Era un posto elegante, ma il loro tavolo era defilato a sufficienza da lasciargli un po' di libertà d'azione. «Sul serio, di questo passo non entrerò più nell'auto...»

«Era tutto a base di pesce, Eren, ogni piatto era leggerissimo. Preferisci un sorbetto al limone?»

Levi poggiò il viso sul palmo di una mano, accennando un sorriso divertito.

«... Il cioccolato andrà benissimo» rispose, distogliendo lo sguardo da lui per puntarlo sul mare.

Le sue guance si erano imporporate e negli occhi verdi si riflettevano le luci che decoravano la terrazza, rendendo l'atmosfera rilassata e romantica.

Levi lo guardò divorare anche quel dolce, con il cuore pieno di tenera soddisfazione.

Il calore del ragazzo era finito da quasi due settimane, il suo odore era tornato neutro e poco interessante per lui come quello di ogni altro beta, eppure c'era qualcosa che lo portava a guardare oltre la dinamica che il corpo percepiva, ed era Eren stesso.

Ogni suo gesto, sorriso o battuta. Il modo in cui faceva girare la spillatrice nella mano, come fosse una pistola, prima di usarla o che ricordasse esattamente quanto zucchero mettere nel suo té nero, prima di portarglielo la sera, quando si fermavano a lavorare insieme.

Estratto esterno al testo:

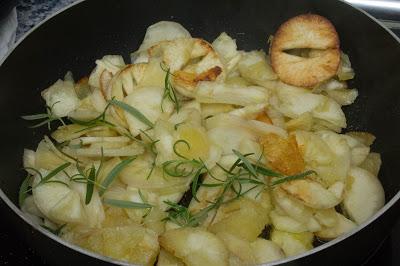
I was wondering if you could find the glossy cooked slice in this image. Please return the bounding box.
[270,14,340,87]
[159,227,228,266]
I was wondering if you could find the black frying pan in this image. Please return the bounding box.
[0,0,400,265]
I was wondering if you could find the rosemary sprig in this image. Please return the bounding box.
[68,103,116,130]
[18,174,32,207]
[21,102,65,130]
[41,224,67,236]
[160,63,180,113]
[104,199,154,209]
[99,156,137,196]
[165,150,316,226]
[108,99,154,128]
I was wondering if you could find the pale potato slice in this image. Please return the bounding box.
[124,87,174,136]
[159,228,229,266]
[271,229,314,257]
[70,182,105,228]
[157,248,185,266]
[286,112,314,131]
[208,198,269,241]
[272,187,312,224]
[250,238,285,264]
[281,180,341,209]
[41,80,79,117]
[201,103,235,119]
[211,32,242,73]
[343,167,385,224]
[63,224,160,266]
[195,81,269,106]
[314,208,339,227]
[315,213,357,240]
[229,103,271,119]
[217,233,256,265]
[239,51,278,88]
[359,152,382,176]
[269,210,308,233]
[131,21,191,63]
[270,82,346,128]
[88,55,125,88]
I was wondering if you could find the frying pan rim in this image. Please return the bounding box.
[0,0,400,266]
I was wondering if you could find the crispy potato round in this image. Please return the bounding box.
[270,14,340,87]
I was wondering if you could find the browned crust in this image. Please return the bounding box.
[270,14,340,87]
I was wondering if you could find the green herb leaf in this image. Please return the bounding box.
[108,99,154,128]
[85,165,96,205]
[160,63,180,113]
[104,199,154,209]
[172,139,190,160]
[99,156,137,196]
[18,174,32,207]
[36,163,71,186]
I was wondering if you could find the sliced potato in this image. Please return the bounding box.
[271,229,314,257]
[359,152,382,176]
[250,238,285,264]
[208,198,269,241]
[63,224,159,266]
[239,51,278,88]
[157,249,185,266]
[159,228,229,266]
[281,180,341,209]
[343,167,385,224]
[217,233,256,265]
[315,213,357,240]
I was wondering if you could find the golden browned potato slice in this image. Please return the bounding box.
[270,14,340,87]
[209,198,269,241]
[65,224,159,265]
[159,227,229,266]
[260,134,305,175]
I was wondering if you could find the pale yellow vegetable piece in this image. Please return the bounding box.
[343,167,385,224]
[359,152,382,176]
[124,87,174,136]
[41,80,79,117]
[239,51,278,88]
[211,32,242,73]
[314,208,339,227]
[208,198,269,241]
[195,81,269,106]
[159,227,229,266]
[157,248,185,266]
[89,55,125,88]
[271,229,314,257]
[131,21,191,63]
[281,180,341,209]
[63,224,160,266]
[250,238,285,264]
[315,213,357,240]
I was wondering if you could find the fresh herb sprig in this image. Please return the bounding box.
[160,63,181,113]
[165,150,316,227]
[18,162,71,206]
[68,103,116,132]
[21,102,65,130]
[104,199,154,209]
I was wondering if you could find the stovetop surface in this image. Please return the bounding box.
[0,0,400,266]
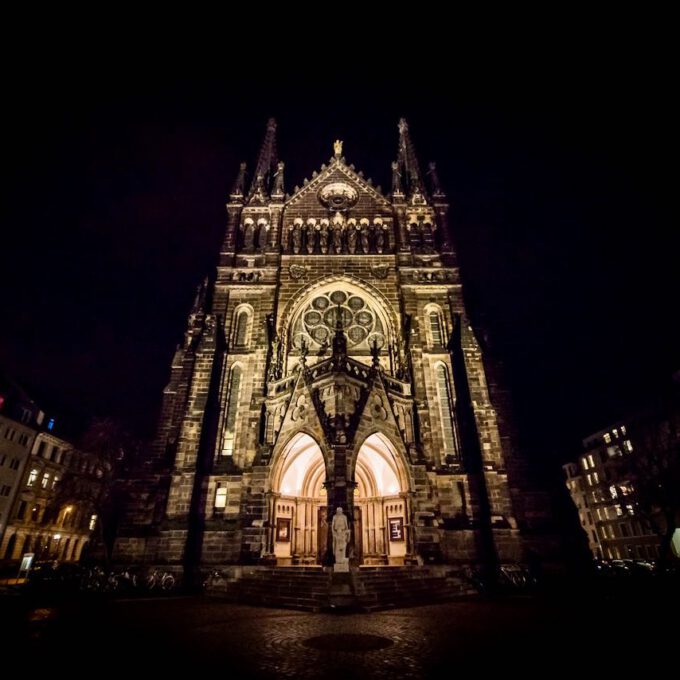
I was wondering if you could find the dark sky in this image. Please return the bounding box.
[0,57,680,476]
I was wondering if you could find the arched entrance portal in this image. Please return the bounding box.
[270,433,409,565]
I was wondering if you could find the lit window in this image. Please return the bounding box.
[436,364,458,456]
[430,312,442,347]
[222,366,241,456]
[215,486,227,510]
[234,309,248,347]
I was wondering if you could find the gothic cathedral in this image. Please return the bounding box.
[115,120,547,572]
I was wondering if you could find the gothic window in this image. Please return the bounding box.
[292,289,386,351]
[215,484,227,512]
[436,364,458,457]
[234,309,248,347]
[429,311,444,347]
[222,366,241,456]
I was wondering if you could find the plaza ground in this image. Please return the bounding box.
[0,580,677,680]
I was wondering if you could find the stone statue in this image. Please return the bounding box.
[231,163,246,196]
[427,162,444,196]
[243,222,255,252]
[331,508,349,571]
[347,224,357,255]
[272,161,284,196]
[392,161,404,195]
[361,224,369,254]
[333,224,342,255]
[319,226,328,255]
[307,224,316,255]
[257,224,269,250]
[375,225,385,253]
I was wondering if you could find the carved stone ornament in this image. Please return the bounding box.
[288,264,307,279]
[371,264,390,279]
[319,182,359,210]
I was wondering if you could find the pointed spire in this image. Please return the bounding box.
[399,118,425,196]
[427,161,446,198]
[248,118,278,197]
[229,163,246,200]
[191,276,208,314]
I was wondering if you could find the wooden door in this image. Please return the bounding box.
[316,505,328,564]
[353,505,364,564]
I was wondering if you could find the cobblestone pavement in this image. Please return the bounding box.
[3,598,676,680]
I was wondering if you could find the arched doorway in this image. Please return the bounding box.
[270,433,328,564]
[269,433,410,565]
[354,433,411,565]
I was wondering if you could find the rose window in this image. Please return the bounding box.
[293,290,385,350]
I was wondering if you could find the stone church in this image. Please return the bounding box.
[115,120,548,572]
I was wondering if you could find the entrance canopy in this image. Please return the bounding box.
[274,433,408,498]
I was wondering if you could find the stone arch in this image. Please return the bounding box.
[266,430,328,564]
[351,431,413,565]
[350,430,414,492]
[269,428,329,492]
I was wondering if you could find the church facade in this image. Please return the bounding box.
[115,120,547,570]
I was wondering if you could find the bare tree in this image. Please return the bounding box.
[628,383,680,565]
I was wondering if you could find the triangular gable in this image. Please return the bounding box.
[274,372,325,449]
[353,375,409,460]
[286,158,391,208]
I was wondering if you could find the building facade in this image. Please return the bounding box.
[115,120,548,569]
[0,376,107,568]
[0,432,105,562]
[563,373,680,560]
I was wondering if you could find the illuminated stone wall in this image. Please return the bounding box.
[118,122,556,568]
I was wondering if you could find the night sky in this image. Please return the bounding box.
[0,61,680,478]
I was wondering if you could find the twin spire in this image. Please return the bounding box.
[230,118,444,203]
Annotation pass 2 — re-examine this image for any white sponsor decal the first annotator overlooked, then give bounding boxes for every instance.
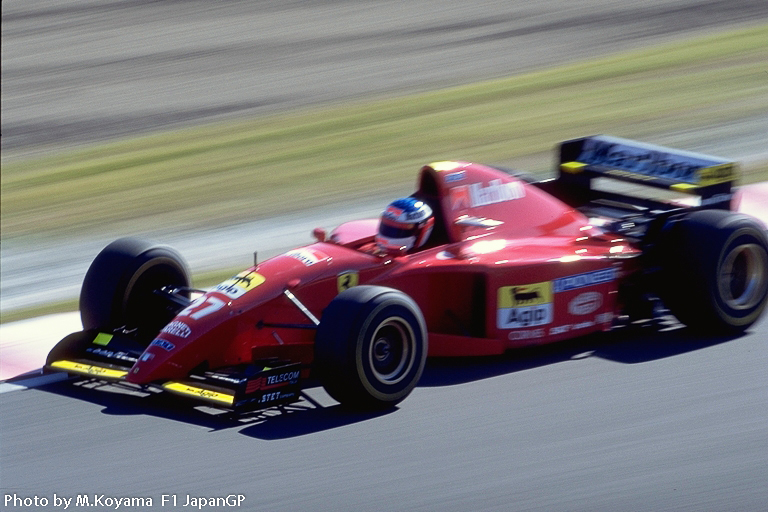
[450,179,525,209]
[160,320,192,338]
[568,292,603,315]
[285,249,328,267]
[507,329,544,341]
[554,267,616,293]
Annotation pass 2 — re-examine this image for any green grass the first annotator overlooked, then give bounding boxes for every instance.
[6,25,768,237]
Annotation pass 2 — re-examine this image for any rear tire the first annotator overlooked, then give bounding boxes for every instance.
[659,210,768,334]
[80,238,190,340]
[315,286,427,409]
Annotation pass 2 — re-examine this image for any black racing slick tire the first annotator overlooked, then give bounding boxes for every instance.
[315,286,427,410]
[80,238,190,340]
[660,210,768,334]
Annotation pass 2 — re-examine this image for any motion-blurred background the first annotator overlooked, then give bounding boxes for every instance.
[0,0,768,321]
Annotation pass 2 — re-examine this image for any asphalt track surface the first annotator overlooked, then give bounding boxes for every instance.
[0,1,768,511]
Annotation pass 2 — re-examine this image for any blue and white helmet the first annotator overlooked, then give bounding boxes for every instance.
[376,197,435,253]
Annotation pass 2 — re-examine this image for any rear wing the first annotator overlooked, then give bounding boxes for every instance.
[557,135,738,209]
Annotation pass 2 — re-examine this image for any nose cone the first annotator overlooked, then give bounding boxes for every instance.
[126,294,232,384]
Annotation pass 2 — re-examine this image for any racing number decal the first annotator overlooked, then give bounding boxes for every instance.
[336,270,360,293]
[178,296,225,320]
[496,281,553,329]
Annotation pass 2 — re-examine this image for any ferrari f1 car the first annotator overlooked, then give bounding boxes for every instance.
[46,136,768,411]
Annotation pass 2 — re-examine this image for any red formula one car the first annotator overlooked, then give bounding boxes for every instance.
[46,136,768,411]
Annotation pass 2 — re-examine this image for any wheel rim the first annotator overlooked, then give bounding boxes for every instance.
[718,244,768,310]
[368,317,416,385]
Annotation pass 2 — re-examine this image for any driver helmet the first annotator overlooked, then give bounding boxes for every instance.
[376,197,435,253]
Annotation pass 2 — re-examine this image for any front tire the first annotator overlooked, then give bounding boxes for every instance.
[80,238,190,340]
[315,286,427,409]
[660,210,768,334]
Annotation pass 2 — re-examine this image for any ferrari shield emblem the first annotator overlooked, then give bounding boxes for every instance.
[336,270,360,293]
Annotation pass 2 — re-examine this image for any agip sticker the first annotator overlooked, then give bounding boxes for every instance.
[496,281,554,329]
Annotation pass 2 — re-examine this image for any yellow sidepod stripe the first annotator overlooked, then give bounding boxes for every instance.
[163,382,235,405]
[50,360,128,379]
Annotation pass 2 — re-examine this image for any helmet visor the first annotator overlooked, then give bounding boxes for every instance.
[379,218,419,239]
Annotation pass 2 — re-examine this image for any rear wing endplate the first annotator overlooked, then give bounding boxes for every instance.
[558,135,738,208]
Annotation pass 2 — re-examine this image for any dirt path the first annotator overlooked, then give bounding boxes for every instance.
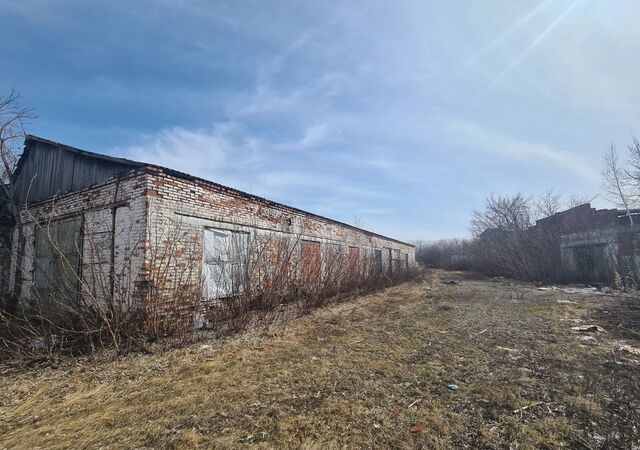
[0,272,640,449]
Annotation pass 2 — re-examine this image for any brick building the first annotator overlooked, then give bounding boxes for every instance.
[0,136,415,320]
[535,203,640,282]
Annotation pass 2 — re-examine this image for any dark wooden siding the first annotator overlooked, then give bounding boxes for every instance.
[13,140,138,206]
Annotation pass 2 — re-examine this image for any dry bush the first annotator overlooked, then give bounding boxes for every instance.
[416,239,472,270]
[201,233,417,335]
[0,209,415,358]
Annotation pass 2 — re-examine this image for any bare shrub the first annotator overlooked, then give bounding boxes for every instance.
[416,239,472,270]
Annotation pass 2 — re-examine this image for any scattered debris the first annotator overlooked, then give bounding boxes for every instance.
[560,286,600,295]
[513,402,544,414]
[571,325,606,333]
[496,345,518,353]
[580,336,598,344]
[620,345,640,356]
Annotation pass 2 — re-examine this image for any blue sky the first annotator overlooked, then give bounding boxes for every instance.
[0,0,640,240]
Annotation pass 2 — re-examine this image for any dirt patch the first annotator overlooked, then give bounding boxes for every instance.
[0,272,640,449]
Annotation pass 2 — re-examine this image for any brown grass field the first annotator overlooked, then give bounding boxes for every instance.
[0,272,640,449]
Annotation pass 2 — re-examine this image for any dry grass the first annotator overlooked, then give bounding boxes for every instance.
[0,272,640,449]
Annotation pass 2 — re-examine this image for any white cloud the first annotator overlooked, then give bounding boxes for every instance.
[434,117,599,181]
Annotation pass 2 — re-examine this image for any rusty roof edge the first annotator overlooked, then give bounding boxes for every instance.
[21,134,415,248]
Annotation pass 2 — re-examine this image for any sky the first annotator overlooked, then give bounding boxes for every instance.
[0,0,640,240]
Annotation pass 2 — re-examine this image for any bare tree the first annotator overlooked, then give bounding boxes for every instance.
[602,146,640,226]
[471,193,531,236]
[533,189,562,219]
[0,89,36,184]
[566,194,600,209]
[0,89,36,233]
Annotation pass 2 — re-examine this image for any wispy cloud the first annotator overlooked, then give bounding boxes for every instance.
[436,117,599,181]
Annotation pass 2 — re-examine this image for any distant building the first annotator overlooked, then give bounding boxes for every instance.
[534,203,640,282]
[0,136,415,322]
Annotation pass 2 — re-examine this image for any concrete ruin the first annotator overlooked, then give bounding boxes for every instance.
[535,203,640,282]
[0,136,415,322]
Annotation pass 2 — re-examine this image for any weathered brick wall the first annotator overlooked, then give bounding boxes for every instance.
[9,171,147,312]
[146,168,415,318]
[560,226,640,281]
[9,163,415,327]
[0,228,11,306]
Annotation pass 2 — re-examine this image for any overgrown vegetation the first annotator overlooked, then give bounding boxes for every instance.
[0,213,417,358]
[0,272,640,449]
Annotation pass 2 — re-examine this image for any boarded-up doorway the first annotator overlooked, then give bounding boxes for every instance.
[302,241,320,284]
[202,228,249,299]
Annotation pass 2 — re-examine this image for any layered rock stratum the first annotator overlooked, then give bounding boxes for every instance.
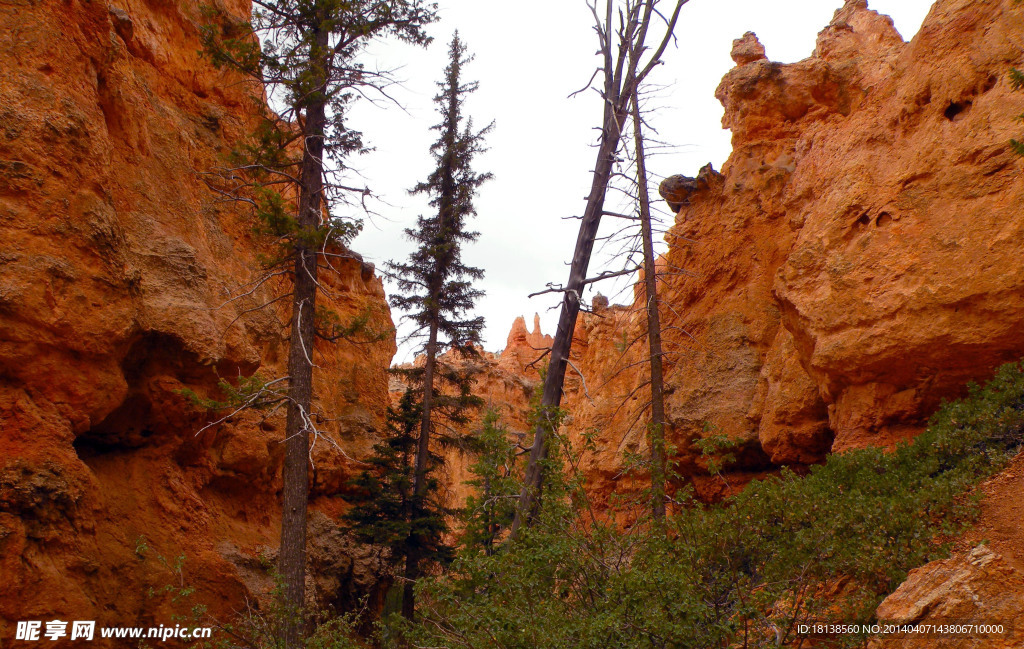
[565,0,1024,497]
[0,0,1024,647]
[0,0,394,646]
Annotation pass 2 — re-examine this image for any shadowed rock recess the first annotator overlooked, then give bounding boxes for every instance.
[0,1,394,630]
[0,0,1024,647]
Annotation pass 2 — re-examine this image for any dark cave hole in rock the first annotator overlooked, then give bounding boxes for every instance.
[942,99,973,122]
[74,332,216,460]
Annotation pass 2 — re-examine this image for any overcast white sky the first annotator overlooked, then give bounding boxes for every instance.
[350,0,932,362]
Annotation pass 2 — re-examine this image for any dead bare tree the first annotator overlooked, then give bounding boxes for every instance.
[631,88,667,521]
[509,0,688,540]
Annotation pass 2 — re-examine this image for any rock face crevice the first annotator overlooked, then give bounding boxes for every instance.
[0,0,394,630]
[552,0,1024,497]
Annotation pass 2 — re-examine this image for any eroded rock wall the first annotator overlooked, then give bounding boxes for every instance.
[566,0,1024,497]
[0,0,394,630]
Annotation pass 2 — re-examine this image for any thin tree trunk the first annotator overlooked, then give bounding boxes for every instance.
[401,549,420,622]
[509,97,627,539]
[401,63,459,621]
[509,0,689,540]
[401,318,437,621]
[632,88,666,521]
[279,26,328,649]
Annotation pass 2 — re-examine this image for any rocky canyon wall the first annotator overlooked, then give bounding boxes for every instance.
[565,0,1024,497]
[0,0,394,634]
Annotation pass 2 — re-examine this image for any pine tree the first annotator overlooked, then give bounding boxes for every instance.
[345,390,453,600]
[203,0,436,649]
[390,33,490,619]
[462,409,522,556]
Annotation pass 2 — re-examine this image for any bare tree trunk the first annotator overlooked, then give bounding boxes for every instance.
[509,0,689,540]
[633,88,666,521]
[401,317,437,621]
[278,26,328,649]
[509,103,627,538]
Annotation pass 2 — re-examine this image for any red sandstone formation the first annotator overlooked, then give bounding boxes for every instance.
[0,0,394,646]
[552,0,1024,496]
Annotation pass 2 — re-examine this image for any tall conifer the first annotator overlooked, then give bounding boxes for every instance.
[380,32,490,619]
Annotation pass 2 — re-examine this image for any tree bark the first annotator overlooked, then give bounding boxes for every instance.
[509,93,627,539]
[509,0,689,540]
[278,26,328,649]
[632,88,666,521]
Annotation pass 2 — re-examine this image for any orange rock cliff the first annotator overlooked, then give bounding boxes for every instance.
[0,0,394,630]
[565,0,1024,496]
[0,0,1024,638]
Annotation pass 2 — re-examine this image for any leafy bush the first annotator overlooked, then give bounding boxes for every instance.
[387,363,1024,649]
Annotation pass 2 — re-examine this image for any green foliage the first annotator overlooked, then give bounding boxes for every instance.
[345,390,452,566]
[389,33,490,353]
[388,363,1024,649]
[462,409,522,555]
[177,372,283,410]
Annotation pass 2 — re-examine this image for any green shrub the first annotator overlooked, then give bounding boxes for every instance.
[385,363,1024,649]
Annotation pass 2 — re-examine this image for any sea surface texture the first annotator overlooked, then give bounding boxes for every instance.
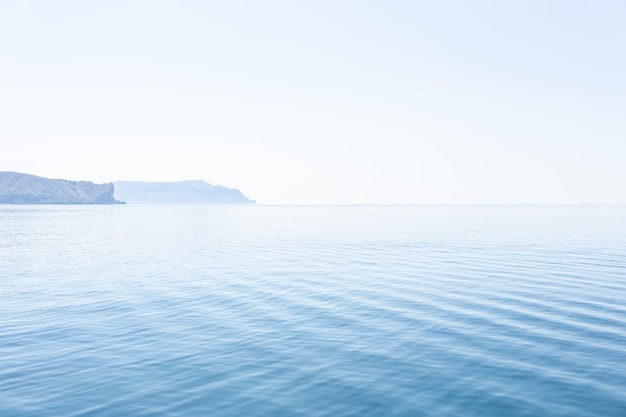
[0,205,626,417]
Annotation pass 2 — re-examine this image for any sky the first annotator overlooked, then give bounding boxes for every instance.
[0,0,626,204]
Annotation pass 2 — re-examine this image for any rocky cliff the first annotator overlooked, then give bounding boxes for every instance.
[0,172,124,204]
[115,180,255,204]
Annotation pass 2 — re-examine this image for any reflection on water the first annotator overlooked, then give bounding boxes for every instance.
[0,205,626,417]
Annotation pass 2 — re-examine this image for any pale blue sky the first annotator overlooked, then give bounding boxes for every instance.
[0,0,626,203]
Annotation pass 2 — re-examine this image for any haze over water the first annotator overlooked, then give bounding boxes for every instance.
[0,205,626,417]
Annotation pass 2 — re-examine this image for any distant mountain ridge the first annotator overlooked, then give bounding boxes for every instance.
[0,171,124,204]
[114,180,256,204]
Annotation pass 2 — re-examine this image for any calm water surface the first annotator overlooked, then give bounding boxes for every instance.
[0,205,626,417]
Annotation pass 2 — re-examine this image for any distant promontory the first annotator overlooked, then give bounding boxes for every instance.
[115,180,255,204]
[0,171,124,204]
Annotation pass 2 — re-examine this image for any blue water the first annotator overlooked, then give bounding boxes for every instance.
[0,205,626,417]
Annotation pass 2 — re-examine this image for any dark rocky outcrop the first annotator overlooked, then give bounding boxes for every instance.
[0,171,124,204]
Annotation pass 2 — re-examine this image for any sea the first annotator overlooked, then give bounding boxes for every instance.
[0,205,626,417]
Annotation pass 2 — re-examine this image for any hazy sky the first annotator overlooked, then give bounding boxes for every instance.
[0,0,626,203]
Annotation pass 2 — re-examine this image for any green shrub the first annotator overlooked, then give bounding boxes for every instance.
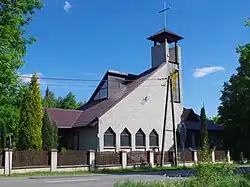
[115,163,250,187]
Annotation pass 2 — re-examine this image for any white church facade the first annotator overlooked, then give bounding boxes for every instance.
[48,29,183,152]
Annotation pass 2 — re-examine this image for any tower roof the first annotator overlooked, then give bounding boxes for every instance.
[147,29,184,43]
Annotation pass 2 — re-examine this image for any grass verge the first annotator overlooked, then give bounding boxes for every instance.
[1,167,192,177]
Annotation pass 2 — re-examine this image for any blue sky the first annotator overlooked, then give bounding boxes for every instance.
[21,0,250,116]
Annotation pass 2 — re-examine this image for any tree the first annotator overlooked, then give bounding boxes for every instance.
[30,73,43,149]
[245,18,250,27]
[0,0,42,148]
[200,107,209,150]
[42,109,54,150]
[57,92,79,110]
[52,120,58,149]
[18,74,43,149]
[209,116,220,124]
[218,44,250,158]
[43,87,57,108]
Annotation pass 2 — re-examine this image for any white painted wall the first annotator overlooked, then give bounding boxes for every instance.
[99,45,183,151]
[78,127,98,151]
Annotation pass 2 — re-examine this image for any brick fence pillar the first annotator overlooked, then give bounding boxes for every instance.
[226,150,231,163]
[148,150,154,167]
[193,150,198,164]
[212,150,215,162]
[50,149,57,172]
[88,150,95,171]
[4,149,13,175]
[120,151,127,169]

Il corteggiamento era iniziato e da allora si erano scambiati solo qualche bacio, la notte, nascosti dalla sicurezza delle porte chiuse dei loro uffici. Eren rifiutava categoricamente di fare qualsiasi cosa nel raggio di due chilometri da quell'edificio e quei baci fugaci per Levi erano allo stesso livello di una medaglia olimpica.

Al ritorno in città, Eren si addormentò sul sedile del passeggero, cullato dalla musica jazz che faceva loro da sottofondo e dal vino che aveva bevuto, non tanto da ubriacarlo ma abbastanza da distendere i suoi nervi sempre tesi.

Levi guidò fino a casa del ragazzo. Parcheggiò in strada e spense il motore.

Protetto dai vetri oscurati dell'automobile sportiva, completamente neri dall'esterno, si sporse per svegliarlo con un bacio sul collo.

«Mhm... Siamo già–... Oh...»

«Sì, bello addormentato» gli rispose, lasciandogliene un altro prima di ritrarsi e sedersi nuovamente composto.

«Non mi ero accorto di... Beh, potevi svegliarmi, ti avrei fatto compagnia durante il tragitto...» mormorò, non troppo pentito in realtà, mentre si stiracchiava allungando le braccia nello spazioso abitacolo dell'automobile. «Le tue playlist sono proprio perfette per farsi un sonnellino.»